Lécher, lâcher, lyncher : trois verbes réguliers pour décrire un comportement que l'on juge irrégulier, celui de notre attrait pour la régression ou l'agression, qui nous fait parfois regretter notre propre portrait.
Lécher, lâcher, lyncher : trois verbes qui sont et ont toujours été des mots clés pour transcrire le retournement de tout désir en son contraire, le nébuleux et non le fabuleux destin de tout désir humain, trop humain !
Trois L qui volent en éclats avec le temps, pour lui, comme pour elle, cela nous rappelle une chanson : la chanson des vieux amants qui ne revoient leur visage qu'à travers ce passage du désir à l'aversion, l'épanchement de la vie jusque dans la mort... ça grince des dents... quand on joue au plus malin... Comme si nous étions tous enclins à provoquer ou à subir ce genre de déclin.
Tu lèches, tu lâches et puis tu lynches... comme pour exprimer ta lassitude... tu n'as plus envie d'avoir envie, d'où ton ingratitude... comme si tu te sentais obligé de salir le passé pour laver l'avenir...
Tu cherches tout ce qui peut survenir pour altérer le souvenir, le dissoudre pour t'absoudre.
Et tu ne peux t'absoudre sans foudroyer la foudre : haïr ce que tu as aimé comme pour tuer ce que tu as été : un être qui change le bien en mal, et le mal en bien...
Pour cesser d'être embarrassé, tu te débarrasses de tout ce que tu as embrassé en faisant mal pour cesser d'avoir mal.
Tu lèches, tu lâches et puis tu lynches... ça monte et puis ça descend...l'ascenseur moral avec ces verbes qui se font une guerre de succession... de la poésie des commencements jusqu'à la prose des renoncements !
Tu es l'antéchrist qui déchire toutes les listes de mariage d'amour pour faire la cour à la raison intéressée qui fait l'intéressante.
Non, ce n'est pas tragique, c'est romantique... c'est l'essence même du romantisme que de commencer par lécher et de finir par lyncher, de brûler ce que tu as adoré pour redorer le blason de tout ce qui te paraît rouillé.
C'est aussi la dialectique de toute ambition en politique ... tu fais des courbettes pour avoir les manettes et puis tu jettes celui qui t'a permis de faire tes emplettes.
Parce que ta tête, qu'elle soit avide ou pleine, elle est mal faite!

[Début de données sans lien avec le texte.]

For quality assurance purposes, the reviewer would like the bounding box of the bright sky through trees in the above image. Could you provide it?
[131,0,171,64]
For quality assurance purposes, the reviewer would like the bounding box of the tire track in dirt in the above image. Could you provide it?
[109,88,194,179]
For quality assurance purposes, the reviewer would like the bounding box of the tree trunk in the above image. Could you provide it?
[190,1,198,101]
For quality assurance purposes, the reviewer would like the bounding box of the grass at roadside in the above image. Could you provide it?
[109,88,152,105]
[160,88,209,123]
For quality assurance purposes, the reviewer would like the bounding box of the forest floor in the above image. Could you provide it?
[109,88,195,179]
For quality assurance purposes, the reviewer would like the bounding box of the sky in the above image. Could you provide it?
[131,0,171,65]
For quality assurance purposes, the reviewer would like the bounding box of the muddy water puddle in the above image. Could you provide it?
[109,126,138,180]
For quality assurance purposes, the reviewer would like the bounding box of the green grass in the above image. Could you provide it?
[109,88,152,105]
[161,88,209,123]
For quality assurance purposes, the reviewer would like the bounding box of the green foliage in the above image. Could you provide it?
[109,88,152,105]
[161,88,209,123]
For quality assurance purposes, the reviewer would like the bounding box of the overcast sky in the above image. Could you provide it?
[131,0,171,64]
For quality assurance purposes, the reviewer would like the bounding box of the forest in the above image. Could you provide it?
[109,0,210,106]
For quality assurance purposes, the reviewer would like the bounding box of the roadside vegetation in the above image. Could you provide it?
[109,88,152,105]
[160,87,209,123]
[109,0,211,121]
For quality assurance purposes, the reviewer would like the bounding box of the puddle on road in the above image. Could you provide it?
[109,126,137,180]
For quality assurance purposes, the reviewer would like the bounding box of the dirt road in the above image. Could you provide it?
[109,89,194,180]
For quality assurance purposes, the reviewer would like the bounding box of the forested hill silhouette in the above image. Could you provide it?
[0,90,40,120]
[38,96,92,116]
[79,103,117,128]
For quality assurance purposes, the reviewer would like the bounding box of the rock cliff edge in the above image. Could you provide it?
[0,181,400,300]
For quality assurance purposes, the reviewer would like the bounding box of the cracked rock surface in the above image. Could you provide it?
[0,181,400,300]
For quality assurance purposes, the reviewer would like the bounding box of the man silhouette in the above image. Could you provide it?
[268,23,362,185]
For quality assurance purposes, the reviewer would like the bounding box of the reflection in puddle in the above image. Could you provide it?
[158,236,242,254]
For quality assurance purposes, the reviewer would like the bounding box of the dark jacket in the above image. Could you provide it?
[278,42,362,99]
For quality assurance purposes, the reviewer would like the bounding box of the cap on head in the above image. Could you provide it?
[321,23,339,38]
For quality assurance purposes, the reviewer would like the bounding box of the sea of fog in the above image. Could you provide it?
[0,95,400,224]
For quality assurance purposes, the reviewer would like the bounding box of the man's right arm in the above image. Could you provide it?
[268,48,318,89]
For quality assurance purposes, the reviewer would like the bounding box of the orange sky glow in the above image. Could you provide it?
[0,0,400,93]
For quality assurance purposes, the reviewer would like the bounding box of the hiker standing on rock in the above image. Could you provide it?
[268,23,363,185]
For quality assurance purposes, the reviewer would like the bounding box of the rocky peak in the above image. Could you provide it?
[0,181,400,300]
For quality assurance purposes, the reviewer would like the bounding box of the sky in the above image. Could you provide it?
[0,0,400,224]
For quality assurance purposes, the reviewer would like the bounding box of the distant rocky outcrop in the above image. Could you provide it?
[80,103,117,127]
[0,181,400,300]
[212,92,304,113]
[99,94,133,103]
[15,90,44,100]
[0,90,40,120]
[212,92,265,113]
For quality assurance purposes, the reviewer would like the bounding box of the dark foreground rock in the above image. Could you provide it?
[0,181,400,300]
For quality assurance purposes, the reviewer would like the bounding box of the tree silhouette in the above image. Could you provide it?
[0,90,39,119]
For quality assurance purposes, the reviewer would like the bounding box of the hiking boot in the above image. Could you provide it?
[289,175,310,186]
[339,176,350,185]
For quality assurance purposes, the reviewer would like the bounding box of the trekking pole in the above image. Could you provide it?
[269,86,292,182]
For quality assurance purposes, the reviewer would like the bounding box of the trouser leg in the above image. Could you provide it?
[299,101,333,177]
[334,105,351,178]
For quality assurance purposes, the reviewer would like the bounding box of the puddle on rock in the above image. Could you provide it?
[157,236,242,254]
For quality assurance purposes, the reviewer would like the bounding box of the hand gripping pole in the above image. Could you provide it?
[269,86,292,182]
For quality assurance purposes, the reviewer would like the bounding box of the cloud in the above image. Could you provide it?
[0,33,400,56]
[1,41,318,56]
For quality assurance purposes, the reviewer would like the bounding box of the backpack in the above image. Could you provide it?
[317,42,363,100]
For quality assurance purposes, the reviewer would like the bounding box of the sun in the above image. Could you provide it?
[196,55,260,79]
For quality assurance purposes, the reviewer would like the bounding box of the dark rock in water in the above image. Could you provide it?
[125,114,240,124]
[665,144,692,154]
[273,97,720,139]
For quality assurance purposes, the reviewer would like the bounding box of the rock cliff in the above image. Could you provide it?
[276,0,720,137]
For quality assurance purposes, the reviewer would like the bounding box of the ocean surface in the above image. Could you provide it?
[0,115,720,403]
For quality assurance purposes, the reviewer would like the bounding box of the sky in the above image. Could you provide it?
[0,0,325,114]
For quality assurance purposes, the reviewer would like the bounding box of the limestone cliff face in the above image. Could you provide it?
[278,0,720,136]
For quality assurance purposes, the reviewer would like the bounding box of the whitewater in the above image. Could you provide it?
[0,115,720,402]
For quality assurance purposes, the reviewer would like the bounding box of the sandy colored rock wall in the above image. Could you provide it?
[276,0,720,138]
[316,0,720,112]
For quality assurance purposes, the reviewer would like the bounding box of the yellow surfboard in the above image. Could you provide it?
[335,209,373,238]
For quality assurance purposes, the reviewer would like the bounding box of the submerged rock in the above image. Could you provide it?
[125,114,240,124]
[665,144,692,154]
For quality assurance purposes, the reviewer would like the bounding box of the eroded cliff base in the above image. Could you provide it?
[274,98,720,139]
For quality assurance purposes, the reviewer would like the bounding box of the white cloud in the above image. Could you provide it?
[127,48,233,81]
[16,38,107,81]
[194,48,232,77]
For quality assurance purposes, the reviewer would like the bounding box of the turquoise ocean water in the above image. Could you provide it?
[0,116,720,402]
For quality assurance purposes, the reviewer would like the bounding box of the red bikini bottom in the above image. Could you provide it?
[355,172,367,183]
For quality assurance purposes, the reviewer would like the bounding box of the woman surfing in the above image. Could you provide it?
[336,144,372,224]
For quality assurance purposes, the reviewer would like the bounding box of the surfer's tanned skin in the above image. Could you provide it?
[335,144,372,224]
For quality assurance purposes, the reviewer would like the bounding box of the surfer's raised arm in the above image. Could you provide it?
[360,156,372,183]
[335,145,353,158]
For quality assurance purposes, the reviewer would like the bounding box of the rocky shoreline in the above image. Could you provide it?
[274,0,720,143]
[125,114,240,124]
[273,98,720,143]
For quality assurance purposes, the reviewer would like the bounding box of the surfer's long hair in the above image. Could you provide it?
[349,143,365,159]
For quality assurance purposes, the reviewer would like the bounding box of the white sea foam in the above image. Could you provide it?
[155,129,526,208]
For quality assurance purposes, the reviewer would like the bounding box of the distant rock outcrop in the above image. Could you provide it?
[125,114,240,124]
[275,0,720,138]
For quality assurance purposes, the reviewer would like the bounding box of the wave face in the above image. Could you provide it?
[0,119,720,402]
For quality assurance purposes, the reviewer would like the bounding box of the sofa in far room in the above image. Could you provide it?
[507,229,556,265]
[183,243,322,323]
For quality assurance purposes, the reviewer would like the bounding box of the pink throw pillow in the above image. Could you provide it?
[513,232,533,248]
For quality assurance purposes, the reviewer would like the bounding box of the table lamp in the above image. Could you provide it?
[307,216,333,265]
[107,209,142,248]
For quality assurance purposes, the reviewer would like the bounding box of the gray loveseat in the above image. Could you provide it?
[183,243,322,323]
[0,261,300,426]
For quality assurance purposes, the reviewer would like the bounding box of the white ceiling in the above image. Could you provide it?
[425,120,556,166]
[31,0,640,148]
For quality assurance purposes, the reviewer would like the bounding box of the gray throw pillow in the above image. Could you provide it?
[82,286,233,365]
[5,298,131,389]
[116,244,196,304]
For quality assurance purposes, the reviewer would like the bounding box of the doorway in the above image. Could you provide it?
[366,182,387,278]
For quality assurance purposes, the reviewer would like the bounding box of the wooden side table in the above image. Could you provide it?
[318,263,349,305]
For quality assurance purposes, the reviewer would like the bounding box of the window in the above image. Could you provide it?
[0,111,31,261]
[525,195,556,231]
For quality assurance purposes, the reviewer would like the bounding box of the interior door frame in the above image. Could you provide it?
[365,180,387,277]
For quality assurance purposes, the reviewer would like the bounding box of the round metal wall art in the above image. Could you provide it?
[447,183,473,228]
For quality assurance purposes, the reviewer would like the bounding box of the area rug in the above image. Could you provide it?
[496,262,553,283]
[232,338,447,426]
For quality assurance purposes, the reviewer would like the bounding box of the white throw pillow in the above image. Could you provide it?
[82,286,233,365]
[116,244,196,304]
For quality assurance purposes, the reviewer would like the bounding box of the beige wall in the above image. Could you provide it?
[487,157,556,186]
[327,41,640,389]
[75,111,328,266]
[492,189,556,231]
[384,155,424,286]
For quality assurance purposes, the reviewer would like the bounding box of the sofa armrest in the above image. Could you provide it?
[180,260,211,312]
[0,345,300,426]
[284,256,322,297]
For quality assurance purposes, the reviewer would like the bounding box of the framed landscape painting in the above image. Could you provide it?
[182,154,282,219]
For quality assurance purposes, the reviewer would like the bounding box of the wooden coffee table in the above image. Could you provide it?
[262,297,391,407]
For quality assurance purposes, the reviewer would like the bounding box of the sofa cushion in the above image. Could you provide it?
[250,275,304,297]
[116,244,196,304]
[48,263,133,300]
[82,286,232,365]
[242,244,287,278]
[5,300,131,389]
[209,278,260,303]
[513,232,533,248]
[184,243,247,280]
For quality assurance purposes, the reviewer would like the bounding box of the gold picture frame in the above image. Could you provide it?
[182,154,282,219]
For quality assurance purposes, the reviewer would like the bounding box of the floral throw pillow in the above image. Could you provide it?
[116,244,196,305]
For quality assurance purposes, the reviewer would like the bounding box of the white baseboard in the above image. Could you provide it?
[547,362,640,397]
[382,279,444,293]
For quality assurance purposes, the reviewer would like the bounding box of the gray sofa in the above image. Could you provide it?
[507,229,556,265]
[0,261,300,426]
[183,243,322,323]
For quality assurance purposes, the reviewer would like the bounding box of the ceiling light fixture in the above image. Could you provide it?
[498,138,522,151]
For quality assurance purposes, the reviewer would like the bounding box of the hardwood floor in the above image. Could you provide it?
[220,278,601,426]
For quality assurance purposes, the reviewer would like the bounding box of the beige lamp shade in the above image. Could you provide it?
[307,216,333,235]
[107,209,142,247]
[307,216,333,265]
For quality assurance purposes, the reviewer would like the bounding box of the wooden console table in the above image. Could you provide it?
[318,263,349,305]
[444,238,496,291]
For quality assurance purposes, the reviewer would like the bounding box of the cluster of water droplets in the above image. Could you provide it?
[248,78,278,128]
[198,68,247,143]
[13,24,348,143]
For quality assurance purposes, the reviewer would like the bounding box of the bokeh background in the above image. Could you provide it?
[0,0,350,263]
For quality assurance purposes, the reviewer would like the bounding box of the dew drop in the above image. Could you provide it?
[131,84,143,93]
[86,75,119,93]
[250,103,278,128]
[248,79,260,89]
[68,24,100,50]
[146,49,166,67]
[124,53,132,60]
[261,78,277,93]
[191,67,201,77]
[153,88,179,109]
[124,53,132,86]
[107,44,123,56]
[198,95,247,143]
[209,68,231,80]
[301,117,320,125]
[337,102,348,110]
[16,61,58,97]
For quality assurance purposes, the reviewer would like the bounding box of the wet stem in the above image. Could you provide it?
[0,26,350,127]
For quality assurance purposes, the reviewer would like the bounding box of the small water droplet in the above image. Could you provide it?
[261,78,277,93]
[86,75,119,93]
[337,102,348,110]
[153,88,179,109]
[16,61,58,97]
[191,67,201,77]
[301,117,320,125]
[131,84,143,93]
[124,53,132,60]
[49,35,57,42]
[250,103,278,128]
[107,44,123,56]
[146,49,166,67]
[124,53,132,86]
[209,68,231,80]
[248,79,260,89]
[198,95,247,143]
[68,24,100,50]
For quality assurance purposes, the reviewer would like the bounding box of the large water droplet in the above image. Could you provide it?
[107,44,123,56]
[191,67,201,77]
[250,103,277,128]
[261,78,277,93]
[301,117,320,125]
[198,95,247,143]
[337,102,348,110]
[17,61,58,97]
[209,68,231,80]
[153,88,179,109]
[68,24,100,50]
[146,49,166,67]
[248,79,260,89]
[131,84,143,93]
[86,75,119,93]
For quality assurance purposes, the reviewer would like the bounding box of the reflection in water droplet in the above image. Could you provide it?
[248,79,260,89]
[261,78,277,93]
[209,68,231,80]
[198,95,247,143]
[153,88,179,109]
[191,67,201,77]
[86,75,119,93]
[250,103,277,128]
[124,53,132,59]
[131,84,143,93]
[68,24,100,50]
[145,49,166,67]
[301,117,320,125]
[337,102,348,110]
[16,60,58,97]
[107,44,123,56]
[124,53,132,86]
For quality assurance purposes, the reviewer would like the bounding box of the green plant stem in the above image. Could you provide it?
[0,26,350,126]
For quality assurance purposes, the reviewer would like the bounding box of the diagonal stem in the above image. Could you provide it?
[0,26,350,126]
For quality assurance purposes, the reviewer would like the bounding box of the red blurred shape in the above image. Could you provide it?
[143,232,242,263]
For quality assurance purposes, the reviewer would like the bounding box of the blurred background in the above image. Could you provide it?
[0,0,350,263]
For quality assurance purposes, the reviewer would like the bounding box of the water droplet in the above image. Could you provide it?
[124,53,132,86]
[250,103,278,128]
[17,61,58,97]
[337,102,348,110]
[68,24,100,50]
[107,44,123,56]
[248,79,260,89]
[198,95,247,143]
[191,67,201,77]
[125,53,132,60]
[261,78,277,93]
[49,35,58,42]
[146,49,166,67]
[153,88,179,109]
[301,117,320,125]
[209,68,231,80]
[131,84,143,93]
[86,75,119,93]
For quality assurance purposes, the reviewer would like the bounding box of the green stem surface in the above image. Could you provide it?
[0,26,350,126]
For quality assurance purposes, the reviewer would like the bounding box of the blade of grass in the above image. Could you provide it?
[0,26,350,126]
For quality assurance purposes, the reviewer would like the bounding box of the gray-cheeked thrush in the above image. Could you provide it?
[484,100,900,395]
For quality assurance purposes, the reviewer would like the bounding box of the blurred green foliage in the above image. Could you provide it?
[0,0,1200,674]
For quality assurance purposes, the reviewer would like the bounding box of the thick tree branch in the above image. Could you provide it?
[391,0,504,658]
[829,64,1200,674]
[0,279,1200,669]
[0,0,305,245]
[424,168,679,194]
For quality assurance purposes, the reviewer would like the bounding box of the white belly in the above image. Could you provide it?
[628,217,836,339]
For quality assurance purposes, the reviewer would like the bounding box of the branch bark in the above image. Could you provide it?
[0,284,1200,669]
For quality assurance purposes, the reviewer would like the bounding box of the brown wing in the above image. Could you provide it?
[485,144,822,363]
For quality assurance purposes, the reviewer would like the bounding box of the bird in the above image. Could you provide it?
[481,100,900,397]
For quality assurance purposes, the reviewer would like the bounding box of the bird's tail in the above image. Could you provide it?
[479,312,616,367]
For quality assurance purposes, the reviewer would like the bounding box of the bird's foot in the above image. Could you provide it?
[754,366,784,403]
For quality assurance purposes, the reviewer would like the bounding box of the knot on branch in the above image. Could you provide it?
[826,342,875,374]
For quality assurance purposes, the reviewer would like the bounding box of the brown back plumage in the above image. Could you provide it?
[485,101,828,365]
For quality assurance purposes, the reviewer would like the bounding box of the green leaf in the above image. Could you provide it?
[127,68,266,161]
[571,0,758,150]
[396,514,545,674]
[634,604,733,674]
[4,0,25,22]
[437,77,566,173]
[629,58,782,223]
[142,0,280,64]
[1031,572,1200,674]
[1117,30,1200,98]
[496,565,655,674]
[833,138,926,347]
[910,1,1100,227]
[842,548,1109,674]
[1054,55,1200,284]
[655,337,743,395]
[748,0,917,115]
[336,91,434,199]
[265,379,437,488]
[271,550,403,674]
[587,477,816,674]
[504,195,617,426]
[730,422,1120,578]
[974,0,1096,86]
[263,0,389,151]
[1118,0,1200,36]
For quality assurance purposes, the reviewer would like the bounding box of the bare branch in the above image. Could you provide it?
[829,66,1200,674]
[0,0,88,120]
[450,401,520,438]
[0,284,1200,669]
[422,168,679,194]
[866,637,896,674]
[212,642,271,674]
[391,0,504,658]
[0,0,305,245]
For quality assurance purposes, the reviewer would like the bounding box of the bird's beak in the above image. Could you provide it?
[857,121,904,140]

Tu es partisan d'une victoire, mais en même temps, artisan de ta défaite...
Mais qui n'a pas de cadavres dans son placard, me diras-tu ?
Et tu passes le plus clair de ton temps à dissimuler les armes de ton crime : le temps et l'ambition.
C'est le temps qui lèche, lâche et lynche.
C'est l'ambition qui lèche, lâche et lynche...
Parce que tu es inconsistant... Romantique et politique en même temps !
Sur le plan géopolitique, je vois trois pays qui font exception à cette règle de trois :
La Syrie, l'Iran et la Russie ... qui ne lèchent pas, qui ne se lâchent pas et que le monde ne parvient toujours pas à lyncher.
Trois états à l'abri des états d'âme qui ne sont gouvernés ni par le sentiment, ni le ressentiment... mais par un règlement souverain.